River kniete sich vor den Portraits hin, legte die Hände aneinander und verneigte sich, bevor er sich auf den Knien seinen Trainees zuwandte zu er sich auch vor diesen verneigte, was allesamt sofort erwiderten.
„Wir wiederholen die 5 Dōjōkun überliefert durch Sakugawa Kanga. Jeder aufgerufene eine. Ms. Masters, Sie beginnen!“, befahl Rivers tiefe und tragende Stimme einer jungen, blonden Frau in der zweiten Reihe.
„一、人格完成に努むること. Wichtig ist, nach der Vervollkommnung des eigenen Charakters zu streben!“
„Mr. Withers!“
„ニ、誠の道を守ること. Wichtig ist nach der Wahrheit zu streben.“
„Mr. Petrov!“
„三、努力の精神を養うこと. Wichtig ist, sich stets zu bemühen.“
„Ms. Al-Ahmadi!“
„四、礼儀を重んずること. Wichtig ist, die Etikette zu wahren.“
„Ms. Simon!“
„五、血気の勇を戒むること. Wichtig ist, sich vor übertriebenen Übermut zu hüten und friedvoll zu sein.“
„Sehr richtig. Herzlich willkommen zu unserem vorletzten Kurs in diesem Semester. Vor dem Abschlussdojo am kommenden Freitag werden wir heute gemeinsam nochmal verinnerlichen, was wir im Laufe dieses halben Jahres im Grundkurs Shōtōkan gelernt haben. Die erste halbe Stunde wärmen Sie sich bitte auf. Die Dehnungsübungen wie wir sie immer praktiziert haben. Im Anschluss werden Sie sich in Zweier- oder Dreierteams zusammenfinden und immer in Wechsel als Verteidiger und Angreifer agieren. Ich werde mir jede Gruppe genau anschauen und Hinweise geben. Sie dürfen jederzeit auch auf mich zukommen bei Unklarheiten. Los geht es!“, führte River in ruhigem Ton aus, wartete bis die Klasse einstimmig bestätigte und erhob sich dann.
Das Warm-Up begann und River deutete auf einen Kadetten, der daraufhin die Moderation der Dehnungsübungen übernahm, während sich River einen Platz zum Überschauen suchte, wo er im Schneidersitz Platz nahm.

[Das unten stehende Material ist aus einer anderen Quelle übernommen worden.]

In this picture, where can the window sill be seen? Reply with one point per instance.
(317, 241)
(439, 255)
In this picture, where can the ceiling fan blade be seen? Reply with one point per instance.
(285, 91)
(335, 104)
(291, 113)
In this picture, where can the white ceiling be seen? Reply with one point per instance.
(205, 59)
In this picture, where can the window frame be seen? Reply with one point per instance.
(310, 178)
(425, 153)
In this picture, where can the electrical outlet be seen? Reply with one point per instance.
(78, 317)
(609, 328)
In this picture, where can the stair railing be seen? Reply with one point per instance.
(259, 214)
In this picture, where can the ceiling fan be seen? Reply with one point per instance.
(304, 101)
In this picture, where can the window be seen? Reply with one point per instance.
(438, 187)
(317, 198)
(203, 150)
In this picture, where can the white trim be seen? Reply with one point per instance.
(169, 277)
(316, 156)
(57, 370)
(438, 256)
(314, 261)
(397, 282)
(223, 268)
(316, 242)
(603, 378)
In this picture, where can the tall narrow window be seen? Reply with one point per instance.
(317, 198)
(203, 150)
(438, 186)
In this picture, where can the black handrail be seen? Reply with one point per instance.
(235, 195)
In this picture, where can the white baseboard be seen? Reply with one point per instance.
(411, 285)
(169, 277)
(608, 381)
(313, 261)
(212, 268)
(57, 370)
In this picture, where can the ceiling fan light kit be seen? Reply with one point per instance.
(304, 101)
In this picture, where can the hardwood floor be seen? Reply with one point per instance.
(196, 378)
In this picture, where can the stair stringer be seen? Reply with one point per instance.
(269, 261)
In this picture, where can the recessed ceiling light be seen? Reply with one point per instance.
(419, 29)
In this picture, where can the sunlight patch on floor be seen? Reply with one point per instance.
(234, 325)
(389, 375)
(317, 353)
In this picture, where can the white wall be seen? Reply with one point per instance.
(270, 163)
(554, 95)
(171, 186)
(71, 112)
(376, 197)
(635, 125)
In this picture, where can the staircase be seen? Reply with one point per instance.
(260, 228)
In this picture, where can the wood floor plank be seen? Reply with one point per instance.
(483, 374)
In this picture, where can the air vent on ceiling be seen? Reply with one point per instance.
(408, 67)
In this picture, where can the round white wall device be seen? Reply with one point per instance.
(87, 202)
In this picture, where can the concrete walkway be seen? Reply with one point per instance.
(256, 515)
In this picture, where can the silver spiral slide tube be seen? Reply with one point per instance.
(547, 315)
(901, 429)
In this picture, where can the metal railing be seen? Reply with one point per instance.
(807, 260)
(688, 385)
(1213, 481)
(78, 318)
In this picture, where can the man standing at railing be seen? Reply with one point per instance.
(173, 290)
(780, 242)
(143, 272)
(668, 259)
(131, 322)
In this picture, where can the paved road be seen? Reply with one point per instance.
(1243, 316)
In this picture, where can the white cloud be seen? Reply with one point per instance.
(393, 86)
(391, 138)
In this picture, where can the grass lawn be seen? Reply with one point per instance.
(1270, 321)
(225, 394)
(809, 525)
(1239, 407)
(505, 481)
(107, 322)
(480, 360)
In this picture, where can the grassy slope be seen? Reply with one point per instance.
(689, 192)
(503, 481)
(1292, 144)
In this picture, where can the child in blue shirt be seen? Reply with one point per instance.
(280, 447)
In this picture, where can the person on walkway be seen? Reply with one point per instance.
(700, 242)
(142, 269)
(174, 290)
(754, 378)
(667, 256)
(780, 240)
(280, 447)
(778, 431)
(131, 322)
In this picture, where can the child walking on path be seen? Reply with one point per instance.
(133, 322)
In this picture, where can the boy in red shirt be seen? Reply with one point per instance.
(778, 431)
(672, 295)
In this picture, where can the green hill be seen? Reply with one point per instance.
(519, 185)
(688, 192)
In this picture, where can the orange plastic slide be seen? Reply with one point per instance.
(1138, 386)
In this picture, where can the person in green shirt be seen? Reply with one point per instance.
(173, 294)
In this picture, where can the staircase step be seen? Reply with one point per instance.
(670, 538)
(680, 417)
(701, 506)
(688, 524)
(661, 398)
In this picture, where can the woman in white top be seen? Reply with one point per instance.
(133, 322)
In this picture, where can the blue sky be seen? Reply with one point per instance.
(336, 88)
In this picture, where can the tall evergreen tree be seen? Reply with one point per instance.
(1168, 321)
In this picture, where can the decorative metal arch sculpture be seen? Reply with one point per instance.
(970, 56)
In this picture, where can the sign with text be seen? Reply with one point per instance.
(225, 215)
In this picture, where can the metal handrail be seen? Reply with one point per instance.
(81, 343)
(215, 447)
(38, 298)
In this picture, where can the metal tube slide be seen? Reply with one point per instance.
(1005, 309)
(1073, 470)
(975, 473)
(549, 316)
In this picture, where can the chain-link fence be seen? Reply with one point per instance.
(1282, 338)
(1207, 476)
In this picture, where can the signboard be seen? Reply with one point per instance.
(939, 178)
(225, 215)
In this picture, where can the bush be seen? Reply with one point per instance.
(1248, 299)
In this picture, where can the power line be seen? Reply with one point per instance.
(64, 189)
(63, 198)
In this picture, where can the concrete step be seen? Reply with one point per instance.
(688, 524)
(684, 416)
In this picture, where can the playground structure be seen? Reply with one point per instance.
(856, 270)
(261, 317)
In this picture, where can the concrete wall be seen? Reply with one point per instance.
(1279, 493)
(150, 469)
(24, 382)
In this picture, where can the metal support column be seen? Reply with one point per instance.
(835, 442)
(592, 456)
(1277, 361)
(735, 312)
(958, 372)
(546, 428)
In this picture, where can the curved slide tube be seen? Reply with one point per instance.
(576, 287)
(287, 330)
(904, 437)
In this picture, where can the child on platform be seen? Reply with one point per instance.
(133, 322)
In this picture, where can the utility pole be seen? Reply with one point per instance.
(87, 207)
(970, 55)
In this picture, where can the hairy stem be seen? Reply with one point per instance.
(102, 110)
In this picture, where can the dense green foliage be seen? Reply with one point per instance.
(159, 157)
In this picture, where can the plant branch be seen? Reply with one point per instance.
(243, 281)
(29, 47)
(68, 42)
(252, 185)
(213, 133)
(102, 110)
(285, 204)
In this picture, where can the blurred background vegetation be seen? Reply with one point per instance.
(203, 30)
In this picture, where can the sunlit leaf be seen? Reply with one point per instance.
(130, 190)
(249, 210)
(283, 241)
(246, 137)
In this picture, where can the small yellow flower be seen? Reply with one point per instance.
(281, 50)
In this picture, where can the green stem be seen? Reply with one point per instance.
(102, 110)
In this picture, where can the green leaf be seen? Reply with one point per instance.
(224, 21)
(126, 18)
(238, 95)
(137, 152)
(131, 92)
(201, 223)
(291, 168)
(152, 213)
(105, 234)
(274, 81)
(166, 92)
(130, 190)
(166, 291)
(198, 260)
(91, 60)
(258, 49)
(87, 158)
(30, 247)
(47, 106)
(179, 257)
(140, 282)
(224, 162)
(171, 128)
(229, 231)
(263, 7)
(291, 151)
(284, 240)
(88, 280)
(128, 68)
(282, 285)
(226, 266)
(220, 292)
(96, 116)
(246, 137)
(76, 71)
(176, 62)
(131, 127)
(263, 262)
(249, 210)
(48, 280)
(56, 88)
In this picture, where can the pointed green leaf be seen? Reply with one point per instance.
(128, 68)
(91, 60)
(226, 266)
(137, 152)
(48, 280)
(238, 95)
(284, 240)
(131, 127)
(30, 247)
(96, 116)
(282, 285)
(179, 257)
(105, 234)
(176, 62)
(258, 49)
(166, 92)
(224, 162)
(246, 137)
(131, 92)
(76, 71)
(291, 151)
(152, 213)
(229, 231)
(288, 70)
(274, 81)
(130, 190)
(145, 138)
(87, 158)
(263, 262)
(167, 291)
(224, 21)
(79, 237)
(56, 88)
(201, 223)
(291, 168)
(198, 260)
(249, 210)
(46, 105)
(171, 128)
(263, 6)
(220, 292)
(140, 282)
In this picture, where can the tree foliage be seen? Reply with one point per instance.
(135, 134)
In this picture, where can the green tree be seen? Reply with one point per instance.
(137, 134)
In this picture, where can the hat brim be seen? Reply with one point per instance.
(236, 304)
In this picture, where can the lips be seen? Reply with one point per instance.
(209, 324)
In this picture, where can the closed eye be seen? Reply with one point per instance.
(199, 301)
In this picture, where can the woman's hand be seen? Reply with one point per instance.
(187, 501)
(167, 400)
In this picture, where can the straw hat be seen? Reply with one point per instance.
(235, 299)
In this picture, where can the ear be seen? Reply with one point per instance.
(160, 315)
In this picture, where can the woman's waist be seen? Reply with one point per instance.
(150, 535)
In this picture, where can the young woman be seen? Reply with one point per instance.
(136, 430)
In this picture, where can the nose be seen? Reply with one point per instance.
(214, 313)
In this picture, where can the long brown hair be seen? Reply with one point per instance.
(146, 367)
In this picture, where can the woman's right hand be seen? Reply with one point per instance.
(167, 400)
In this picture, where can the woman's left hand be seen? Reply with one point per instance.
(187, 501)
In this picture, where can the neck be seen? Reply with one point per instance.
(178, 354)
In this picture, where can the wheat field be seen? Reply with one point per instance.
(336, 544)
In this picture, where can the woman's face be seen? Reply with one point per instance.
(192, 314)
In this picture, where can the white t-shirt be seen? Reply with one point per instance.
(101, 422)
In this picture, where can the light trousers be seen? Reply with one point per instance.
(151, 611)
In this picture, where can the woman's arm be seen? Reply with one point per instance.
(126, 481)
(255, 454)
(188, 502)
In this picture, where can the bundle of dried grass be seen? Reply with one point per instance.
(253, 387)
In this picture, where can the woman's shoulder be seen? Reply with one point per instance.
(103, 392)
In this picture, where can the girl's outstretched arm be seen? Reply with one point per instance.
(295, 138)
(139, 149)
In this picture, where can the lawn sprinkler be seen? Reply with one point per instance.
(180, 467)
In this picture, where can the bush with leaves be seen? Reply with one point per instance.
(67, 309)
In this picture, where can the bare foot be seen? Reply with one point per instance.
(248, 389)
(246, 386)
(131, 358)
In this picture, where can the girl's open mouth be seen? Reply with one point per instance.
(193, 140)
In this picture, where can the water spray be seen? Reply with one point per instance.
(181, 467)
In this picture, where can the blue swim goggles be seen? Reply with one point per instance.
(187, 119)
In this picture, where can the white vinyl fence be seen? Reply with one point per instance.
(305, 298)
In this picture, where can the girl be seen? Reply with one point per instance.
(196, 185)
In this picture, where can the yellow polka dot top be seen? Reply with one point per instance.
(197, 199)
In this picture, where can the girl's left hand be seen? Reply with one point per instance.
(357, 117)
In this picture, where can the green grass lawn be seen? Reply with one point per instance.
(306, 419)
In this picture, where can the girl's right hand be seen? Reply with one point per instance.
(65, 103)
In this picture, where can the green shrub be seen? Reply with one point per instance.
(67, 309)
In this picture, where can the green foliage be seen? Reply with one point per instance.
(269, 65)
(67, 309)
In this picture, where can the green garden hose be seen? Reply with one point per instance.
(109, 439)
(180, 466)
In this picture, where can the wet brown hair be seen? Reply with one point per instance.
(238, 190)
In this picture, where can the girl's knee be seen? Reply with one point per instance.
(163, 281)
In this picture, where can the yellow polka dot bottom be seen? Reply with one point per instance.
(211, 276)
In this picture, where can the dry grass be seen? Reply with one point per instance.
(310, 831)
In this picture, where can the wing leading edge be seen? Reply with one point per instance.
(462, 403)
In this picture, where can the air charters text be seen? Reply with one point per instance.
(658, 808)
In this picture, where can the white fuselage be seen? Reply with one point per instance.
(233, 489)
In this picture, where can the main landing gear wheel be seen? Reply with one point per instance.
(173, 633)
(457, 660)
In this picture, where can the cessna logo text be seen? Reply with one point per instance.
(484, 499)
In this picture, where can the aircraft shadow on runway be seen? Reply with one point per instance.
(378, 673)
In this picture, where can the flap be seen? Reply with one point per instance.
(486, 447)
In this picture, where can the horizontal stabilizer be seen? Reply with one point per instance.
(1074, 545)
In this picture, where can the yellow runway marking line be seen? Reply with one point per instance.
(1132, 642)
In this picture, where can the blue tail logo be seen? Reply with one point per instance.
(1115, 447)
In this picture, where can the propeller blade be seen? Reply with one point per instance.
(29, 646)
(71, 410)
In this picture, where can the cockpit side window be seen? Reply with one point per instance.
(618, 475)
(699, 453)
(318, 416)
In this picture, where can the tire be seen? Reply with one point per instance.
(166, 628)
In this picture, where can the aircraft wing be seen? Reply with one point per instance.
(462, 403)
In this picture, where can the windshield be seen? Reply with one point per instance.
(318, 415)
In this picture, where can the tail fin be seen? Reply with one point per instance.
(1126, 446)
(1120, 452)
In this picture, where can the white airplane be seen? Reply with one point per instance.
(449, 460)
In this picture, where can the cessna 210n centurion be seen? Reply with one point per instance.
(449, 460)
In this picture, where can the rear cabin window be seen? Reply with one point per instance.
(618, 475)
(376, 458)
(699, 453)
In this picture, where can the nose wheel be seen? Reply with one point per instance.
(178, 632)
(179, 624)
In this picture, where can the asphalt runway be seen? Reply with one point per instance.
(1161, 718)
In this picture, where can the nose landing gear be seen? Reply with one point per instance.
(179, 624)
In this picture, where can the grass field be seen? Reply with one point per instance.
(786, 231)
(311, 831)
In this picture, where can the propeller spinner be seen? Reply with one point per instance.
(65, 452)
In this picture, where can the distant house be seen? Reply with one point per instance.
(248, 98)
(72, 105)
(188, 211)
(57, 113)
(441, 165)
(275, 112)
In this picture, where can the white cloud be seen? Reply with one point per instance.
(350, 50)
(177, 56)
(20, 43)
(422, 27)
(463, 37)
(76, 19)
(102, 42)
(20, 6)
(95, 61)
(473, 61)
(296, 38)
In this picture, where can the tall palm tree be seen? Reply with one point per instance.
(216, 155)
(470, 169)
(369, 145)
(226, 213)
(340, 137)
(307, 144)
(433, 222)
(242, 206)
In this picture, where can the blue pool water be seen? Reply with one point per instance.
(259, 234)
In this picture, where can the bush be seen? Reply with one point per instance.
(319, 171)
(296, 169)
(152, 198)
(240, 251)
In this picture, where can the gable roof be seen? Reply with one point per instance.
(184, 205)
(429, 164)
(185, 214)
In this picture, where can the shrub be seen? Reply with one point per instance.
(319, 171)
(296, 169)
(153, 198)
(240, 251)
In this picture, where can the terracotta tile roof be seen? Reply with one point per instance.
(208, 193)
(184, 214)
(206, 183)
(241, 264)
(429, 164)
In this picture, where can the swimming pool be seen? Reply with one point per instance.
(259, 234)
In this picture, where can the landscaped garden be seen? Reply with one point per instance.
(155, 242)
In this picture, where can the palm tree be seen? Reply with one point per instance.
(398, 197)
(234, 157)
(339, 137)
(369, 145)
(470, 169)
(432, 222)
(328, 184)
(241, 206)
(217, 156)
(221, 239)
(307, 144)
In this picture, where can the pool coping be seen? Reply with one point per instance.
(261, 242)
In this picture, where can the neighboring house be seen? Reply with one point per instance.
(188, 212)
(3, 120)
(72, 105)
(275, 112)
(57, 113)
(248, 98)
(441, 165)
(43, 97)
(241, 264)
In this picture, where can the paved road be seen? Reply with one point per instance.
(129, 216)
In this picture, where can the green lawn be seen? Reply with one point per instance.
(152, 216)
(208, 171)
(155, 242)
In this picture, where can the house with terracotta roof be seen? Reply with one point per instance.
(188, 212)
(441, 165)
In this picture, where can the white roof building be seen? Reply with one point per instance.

Er zog ein Tablet hervor und begann während er seine Klasse beobachtete, Notizen zu machen.
Eine Nachricht poppte plötzlich auf seinen Display hoch.
Zitat von CharlyNa, River-sensei? Ist bei dir nach den ganzen News um die Enterprise immer noch nicht das Fernweh ausgebrochen?
Er lächelte und sah kontrollierend auf, bevor er auf die Nachricht antwortete.
Zitat von RiverVerzweifelter Versuch mit mir ins Gespräch zu kommen und mich auf einen Drink einzulanden? Und … natürlich!
Zitat von CharlyDu schaffst es doch so oder so bis heute Abend nicht nach Nashville …
Zitat von River-_- Vermutlich nicht … Aber ich melde mich mal wieder, wenn hier erstmal Semesterpause ist. Wie schaut's bis dahin aus? Kannst du noch so lange warten.
Zitat von CharlyVielleicht … vielleicht auch nicht … Lass dir nicht so viel Zeit. XOXO
River lächelte und erhob sich. Er schaltete die Messages aus und begann seine Reihen durch die Kadetten, die bereits begonnen hatten zu trainieren unbewusst immer noch leicht schmunzelnd.